Che cos’è un attimo?
per il clacson dietro me
schiuma di rabbia

Sulla piazzetta
una grande dolcezza
sera sul lago

Riceviamo e diffondiamo

comunicato stampa del Movimento Nonviolento
con preghiera di diffusione

“LEGITTIMA DIFESA”
VITTORIA DELLA LOBBY DELLE ARMI

La lobby delle armi è passata all’incasso della cambiale elettorale.
Salvini e la Lega, con l’appoggio prostituito dei Cinque Stelle, hanno ripagato il sostanzioso aiuto ricevuto da chi le armi le produce e le vende, con enormi fatturati. Non è un segreto l’attivismo politico del Ministro tuttofare dimostrato ad Hit Show, la Fiera vicentina di armi e munizione.

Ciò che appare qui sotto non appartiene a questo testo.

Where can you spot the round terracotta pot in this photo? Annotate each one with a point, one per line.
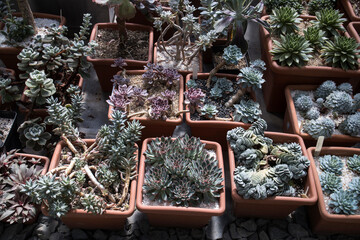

E non è un caso se nel cuore della produzione armiera italiana, tra Brescia e Bergamo, la Lega raccoglie una media del 35% dei voti, con punte del 40%.
L’intreccio armi-politica fa scuola in tutto il mondo. Salvini è uno scolaretto che si ispira in questo ai suoi maestri, da Trump a Putin, da Bolsonaro a Erdogan. Basta leggere un po’ di cifre di come la facile diffusione delle armi corrisponda ad un aumento della insicurezza. Stragi e morti per armi da fuoco sono in aumento vertiginoso negli Stati Uniti e in Brasile, in Russia e in Turchia gli affari sporchi della politica sono sempre più intrecciati al mercato armiero.
Il guaio è che a guadagnarci sono i fabbricanti d’armi, ma a rimetterci sono i cittadini, sempre meno liberi e più a rischio con leggi liberticide e autoritarie.
Drogare l’opinione pubblica con la paura percepita di furti e rapine, e garantire l’impunità a chi spara per difendersi, è la diabolica manovra che ha portato all’approvazione della Legge con il consenso di larga parte dell’opinione pubblica. Un boomerang che si ritorcerà sul cittadino due volte vittima: della propria arma e della politica senza scrupoli.
Oggi al Senato ha vinto l’industria delle armi; la prima vittima è stata la democrazia.